Sebagai undang-undang yang membutuhkan pengaturan khusus, selain berisikan pengaturan tentang sanksi terhadap pelaku KDRT, undang-undang ini juga mengatur tentang kewajiban negara dalam memberikan perlindungan segera kepada korban yang melapor. Dengan demikian, bisa dikatakan bahwa ketentuan ini merupakan terobosan hukum yang sangat penting bagi upaya penegakan HAM, khususnya perlindungan terhadap perempuan yang selama ini di rugikan dalam sebuah tatanan keluarga atau rumah tangga.

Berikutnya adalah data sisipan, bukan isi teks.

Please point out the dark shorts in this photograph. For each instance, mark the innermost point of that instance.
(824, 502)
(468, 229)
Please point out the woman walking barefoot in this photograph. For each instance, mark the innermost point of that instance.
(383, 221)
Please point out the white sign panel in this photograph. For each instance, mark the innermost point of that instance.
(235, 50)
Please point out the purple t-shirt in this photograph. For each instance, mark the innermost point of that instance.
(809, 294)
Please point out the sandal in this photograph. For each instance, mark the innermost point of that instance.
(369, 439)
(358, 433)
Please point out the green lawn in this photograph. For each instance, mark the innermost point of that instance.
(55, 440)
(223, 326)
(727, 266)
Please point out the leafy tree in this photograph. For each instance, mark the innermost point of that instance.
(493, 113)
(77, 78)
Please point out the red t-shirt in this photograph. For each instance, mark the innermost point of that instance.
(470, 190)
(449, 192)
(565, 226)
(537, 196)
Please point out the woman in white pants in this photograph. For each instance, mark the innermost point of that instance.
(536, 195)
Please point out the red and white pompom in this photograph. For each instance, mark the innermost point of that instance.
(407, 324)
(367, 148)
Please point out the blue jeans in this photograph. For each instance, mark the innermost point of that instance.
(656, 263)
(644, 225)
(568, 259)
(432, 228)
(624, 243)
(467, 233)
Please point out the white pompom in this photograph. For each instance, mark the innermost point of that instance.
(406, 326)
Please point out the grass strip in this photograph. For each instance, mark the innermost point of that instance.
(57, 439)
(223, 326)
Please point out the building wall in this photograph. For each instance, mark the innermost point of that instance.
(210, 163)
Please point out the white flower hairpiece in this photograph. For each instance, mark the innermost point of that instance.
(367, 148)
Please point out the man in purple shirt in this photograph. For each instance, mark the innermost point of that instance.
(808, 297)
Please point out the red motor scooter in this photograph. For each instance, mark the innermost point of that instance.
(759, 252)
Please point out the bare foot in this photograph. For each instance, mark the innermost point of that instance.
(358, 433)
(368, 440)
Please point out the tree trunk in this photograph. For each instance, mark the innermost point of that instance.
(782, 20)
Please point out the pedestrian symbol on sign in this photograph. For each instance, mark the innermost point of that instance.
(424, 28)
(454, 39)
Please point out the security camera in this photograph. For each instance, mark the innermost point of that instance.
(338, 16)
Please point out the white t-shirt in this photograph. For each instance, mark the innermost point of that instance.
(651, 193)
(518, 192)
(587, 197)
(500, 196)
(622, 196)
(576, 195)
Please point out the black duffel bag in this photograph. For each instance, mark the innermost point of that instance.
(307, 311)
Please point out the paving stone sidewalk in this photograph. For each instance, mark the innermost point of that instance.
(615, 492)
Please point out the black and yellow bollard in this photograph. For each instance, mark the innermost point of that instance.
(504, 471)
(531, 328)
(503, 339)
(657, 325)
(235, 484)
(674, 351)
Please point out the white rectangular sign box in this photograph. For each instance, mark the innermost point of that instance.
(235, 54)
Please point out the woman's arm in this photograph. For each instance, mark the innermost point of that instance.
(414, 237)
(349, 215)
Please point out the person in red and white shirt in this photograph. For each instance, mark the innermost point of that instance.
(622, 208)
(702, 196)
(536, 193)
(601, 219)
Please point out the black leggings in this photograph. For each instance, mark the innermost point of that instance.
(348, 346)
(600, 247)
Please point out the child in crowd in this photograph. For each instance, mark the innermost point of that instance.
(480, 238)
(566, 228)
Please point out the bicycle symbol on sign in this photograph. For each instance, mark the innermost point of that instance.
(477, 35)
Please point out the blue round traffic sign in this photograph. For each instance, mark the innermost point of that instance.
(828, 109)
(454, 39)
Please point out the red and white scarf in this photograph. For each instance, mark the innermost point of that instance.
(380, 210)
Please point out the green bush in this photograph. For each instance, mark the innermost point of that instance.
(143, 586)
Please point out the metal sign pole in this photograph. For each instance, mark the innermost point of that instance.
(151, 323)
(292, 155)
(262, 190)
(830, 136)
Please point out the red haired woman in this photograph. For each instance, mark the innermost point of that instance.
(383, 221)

Perlindungan yang diharapkan oleh korban adalah perlindungan yang dapat memberikan rasa adil, terutama bagi korban. Kekerasan dalam rumah tangga yang mayoritas korbannya adalah perempuan pada prinsipnya merupakan salah satu fenomena pelanggaran HAM sehingga masalah ini adalah suatu bentuk diskriminasi, khususnya terhadap perempuan dan merupakan suatu kejahatan yang korbannya perlu mendapat perlindungan baik dari aparat pemerintah maupun masyarakat.